令和の時代の始まりの象徴となったのが、昨年11月10日に行なわれた天皇陛下の即位パレード(祝賀御列の儀)だ。コースは皇居・宮殿から赤坂御所までの約4.6キロ。天皇・皇后両陛下の姿を一目見ようと、11万9000人が沿道に押し寄せた。国旗を手に祝福する人々に、両陛下はにこやかに手を降った。
当時注目されたのが両陛下を乗せたオープンカーだ。2018年にフルモデルチェンジされたばかりのトヨタの最高級車・センチュリーを改造した特別車で、約8000万円の予算が投じられた豪華さも話題となった。宮内庁担当記者が言う。
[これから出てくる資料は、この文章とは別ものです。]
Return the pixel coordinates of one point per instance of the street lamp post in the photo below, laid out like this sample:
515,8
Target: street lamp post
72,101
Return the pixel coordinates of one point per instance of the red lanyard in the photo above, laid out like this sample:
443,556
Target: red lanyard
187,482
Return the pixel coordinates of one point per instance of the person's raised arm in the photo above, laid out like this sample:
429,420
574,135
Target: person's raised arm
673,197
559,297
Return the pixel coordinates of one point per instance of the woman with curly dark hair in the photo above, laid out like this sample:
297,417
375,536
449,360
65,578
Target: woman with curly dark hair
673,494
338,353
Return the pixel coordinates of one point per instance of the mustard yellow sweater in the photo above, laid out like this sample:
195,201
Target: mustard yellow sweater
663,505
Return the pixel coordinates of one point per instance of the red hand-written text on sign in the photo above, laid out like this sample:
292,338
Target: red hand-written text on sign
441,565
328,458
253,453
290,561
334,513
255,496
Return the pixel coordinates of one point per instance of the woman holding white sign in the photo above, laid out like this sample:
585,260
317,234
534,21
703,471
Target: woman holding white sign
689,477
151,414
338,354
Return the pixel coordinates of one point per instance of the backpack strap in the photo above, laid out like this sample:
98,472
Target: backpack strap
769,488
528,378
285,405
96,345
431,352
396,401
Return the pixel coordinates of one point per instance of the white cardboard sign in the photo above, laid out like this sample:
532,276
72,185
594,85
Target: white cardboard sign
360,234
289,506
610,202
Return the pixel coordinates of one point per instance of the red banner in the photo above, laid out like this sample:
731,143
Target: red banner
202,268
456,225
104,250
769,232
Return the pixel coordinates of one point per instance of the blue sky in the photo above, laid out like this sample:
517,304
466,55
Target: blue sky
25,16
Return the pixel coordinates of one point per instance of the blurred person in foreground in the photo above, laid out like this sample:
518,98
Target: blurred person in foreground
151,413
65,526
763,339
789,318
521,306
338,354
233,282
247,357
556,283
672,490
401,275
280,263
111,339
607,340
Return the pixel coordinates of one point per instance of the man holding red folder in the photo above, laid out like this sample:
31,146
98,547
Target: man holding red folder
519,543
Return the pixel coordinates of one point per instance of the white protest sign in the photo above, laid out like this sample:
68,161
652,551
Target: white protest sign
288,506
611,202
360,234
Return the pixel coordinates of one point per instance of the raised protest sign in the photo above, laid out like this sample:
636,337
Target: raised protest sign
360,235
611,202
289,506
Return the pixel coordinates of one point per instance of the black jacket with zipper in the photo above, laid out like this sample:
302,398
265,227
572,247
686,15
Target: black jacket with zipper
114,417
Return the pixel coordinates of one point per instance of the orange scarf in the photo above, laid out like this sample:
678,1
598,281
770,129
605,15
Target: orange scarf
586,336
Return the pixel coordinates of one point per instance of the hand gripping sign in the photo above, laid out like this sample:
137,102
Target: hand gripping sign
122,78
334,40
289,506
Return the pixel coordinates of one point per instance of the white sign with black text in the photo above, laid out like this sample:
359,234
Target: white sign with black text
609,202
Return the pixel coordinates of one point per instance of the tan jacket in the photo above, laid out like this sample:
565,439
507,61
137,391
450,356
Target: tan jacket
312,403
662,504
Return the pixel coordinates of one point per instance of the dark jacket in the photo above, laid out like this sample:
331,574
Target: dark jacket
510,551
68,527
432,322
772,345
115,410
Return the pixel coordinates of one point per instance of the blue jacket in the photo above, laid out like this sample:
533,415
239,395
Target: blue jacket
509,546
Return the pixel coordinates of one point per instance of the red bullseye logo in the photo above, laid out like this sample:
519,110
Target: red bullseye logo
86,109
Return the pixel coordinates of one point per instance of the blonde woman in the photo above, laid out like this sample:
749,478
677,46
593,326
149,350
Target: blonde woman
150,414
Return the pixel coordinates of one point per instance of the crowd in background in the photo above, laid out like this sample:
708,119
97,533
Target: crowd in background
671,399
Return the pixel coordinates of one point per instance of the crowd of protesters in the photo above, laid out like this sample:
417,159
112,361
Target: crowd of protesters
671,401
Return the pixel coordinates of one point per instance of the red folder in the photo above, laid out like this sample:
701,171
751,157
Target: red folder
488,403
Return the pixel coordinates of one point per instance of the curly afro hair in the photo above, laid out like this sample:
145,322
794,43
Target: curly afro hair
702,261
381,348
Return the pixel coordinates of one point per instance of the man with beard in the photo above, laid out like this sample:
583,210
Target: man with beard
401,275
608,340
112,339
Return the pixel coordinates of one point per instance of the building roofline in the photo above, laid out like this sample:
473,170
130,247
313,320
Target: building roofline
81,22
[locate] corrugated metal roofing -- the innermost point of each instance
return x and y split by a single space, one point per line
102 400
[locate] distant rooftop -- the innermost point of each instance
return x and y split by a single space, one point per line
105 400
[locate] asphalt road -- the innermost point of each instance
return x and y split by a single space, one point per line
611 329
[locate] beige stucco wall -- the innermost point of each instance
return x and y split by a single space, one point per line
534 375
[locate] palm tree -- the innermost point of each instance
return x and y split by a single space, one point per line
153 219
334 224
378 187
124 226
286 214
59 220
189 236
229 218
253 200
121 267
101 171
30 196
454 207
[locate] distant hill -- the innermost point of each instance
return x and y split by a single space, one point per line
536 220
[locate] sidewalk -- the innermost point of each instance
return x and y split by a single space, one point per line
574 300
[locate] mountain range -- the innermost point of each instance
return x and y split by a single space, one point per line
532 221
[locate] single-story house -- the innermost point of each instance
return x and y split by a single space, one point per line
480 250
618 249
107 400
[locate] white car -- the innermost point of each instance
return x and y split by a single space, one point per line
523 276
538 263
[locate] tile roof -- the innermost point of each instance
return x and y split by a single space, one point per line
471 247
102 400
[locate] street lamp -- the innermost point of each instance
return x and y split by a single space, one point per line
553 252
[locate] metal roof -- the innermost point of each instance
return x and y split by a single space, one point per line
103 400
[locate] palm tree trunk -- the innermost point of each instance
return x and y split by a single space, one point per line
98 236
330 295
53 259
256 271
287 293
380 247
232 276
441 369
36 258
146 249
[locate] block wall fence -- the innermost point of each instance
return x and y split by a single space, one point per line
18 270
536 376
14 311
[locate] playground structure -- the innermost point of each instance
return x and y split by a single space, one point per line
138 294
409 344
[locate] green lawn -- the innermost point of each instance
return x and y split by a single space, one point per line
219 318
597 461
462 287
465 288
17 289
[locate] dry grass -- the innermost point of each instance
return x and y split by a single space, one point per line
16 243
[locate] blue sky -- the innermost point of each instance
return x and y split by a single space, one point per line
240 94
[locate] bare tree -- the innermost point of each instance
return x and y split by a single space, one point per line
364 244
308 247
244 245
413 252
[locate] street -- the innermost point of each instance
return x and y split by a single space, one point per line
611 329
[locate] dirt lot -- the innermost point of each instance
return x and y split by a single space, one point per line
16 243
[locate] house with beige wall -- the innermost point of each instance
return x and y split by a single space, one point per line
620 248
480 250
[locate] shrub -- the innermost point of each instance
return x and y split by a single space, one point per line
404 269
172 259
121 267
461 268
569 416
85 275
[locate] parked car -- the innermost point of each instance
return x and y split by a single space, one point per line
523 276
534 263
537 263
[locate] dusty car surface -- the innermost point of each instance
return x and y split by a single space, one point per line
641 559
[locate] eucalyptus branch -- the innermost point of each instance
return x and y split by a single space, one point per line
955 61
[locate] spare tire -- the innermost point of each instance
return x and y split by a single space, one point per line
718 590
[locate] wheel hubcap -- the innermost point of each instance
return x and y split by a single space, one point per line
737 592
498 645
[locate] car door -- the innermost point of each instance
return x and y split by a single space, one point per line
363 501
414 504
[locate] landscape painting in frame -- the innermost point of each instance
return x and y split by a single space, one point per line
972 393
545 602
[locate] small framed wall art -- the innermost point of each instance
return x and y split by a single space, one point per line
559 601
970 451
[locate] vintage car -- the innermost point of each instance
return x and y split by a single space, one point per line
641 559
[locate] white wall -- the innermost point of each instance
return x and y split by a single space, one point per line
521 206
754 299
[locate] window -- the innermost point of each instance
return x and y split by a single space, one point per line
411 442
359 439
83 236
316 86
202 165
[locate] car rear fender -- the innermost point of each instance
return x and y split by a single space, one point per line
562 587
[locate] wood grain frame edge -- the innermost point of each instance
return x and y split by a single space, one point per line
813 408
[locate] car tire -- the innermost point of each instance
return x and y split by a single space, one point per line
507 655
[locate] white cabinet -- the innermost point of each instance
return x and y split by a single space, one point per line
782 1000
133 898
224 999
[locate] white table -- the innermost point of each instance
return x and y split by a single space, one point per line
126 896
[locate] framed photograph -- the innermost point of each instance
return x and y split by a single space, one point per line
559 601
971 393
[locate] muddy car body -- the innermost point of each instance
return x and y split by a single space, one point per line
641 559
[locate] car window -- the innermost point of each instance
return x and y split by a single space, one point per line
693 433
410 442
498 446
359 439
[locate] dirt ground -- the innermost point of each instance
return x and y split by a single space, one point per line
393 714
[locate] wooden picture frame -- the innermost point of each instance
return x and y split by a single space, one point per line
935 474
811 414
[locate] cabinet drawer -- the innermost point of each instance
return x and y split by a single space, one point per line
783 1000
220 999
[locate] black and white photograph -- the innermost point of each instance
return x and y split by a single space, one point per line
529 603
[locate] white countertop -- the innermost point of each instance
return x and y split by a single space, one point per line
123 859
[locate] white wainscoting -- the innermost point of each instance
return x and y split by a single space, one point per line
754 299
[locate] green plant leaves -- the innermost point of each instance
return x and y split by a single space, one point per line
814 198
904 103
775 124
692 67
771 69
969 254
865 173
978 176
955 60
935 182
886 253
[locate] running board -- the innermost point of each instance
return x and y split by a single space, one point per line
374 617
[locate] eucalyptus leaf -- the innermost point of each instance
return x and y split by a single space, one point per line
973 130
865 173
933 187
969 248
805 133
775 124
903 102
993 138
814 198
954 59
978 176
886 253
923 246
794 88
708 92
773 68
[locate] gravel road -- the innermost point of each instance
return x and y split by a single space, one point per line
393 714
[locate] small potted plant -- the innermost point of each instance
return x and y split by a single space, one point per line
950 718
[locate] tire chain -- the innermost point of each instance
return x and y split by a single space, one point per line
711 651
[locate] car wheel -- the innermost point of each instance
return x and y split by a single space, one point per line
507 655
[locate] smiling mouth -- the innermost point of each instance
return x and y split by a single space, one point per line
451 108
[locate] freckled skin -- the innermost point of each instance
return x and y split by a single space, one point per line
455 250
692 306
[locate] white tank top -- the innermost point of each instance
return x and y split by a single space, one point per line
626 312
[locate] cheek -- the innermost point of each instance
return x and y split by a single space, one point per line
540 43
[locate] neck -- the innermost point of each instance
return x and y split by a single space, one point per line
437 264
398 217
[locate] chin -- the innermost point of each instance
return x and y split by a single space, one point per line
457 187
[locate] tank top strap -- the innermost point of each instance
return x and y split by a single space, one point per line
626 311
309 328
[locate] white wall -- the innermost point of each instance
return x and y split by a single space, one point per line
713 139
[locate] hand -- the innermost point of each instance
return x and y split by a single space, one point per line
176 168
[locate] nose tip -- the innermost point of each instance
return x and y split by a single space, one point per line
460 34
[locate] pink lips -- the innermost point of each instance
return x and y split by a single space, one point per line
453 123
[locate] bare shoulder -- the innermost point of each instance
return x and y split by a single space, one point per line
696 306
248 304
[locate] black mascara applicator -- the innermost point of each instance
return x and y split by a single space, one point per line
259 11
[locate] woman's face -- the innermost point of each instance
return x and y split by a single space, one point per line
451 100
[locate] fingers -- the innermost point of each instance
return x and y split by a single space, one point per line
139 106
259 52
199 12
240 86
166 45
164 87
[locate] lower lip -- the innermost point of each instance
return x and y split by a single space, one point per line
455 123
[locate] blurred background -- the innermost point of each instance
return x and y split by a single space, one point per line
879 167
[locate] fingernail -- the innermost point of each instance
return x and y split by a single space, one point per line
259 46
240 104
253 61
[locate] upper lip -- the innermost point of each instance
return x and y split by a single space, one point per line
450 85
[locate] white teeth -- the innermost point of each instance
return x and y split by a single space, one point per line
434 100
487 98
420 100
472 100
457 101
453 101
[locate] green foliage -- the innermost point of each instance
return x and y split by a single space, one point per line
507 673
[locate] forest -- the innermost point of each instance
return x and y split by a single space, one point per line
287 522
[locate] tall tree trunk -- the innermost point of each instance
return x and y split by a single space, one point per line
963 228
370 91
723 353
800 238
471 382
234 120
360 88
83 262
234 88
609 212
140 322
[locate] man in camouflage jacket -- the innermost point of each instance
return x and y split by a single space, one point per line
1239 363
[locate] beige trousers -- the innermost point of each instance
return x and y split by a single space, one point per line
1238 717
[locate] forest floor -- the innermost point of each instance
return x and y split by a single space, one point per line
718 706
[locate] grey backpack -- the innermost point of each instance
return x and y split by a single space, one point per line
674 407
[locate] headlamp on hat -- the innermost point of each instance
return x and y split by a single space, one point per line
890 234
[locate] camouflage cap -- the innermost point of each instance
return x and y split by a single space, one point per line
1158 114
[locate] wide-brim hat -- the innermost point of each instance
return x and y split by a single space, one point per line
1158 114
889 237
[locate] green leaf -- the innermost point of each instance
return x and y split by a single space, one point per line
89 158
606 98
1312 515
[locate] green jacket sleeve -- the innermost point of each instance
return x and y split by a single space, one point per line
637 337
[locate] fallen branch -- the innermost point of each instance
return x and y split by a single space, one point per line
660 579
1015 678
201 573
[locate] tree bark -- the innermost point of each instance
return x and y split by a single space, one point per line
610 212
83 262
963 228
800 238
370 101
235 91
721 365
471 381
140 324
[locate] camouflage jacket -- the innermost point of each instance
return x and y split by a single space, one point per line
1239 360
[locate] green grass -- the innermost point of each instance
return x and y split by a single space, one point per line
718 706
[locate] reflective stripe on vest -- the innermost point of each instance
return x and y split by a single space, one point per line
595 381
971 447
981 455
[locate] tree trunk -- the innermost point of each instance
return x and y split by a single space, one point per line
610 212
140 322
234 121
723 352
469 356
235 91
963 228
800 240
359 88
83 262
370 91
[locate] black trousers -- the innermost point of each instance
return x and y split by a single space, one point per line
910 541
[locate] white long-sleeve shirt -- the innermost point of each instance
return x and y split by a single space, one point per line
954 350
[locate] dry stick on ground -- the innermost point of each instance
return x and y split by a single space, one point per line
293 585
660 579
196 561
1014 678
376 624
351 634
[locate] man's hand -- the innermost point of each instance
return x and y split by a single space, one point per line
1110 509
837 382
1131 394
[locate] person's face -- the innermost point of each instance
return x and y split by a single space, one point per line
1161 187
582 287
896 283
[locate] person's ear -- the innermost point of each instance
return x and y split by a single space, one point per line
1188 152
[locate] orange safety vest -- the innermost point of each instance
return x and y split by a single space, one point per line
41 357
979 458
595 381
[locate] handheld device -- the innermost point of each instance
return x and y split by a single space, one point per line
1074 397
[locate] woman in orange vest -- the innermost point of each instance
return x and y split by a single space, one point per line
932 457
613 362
「平成2年の天皇即位パレードで使われたロールスロイスのオープンカーは、その後は皇太子さま・雅子さまのご成婚パレードでしか使用されないまま廃車になってしまいました。現在は宮内庁車馬課の倉庫に保管してあります。たった2回しか使われないのではもったいないという声もありました。そのため、今度の“令和のオープンカー”は宮内庁ではなく内閣府が管理することになったのです。
パレードの後、東京・赤坂の迎賓館や京都迎賓館で一般公開されていましたが、今後のお披露目の場は未定のようです。新型コロナ感染拡大の問題もあり、当分その機会はないかもしれません。本来なら今年の夏に東京五輪の選手パレードで活用されると聞いていたんですが……」
現在、オープンカーは「内閣府がある東京・永田町の中央合同庁舎8号館の駐車場で保管されています」(内閣府皇位継承式典事務局)とのこと。
来年の夏、その姿を再び見ることはできるのか。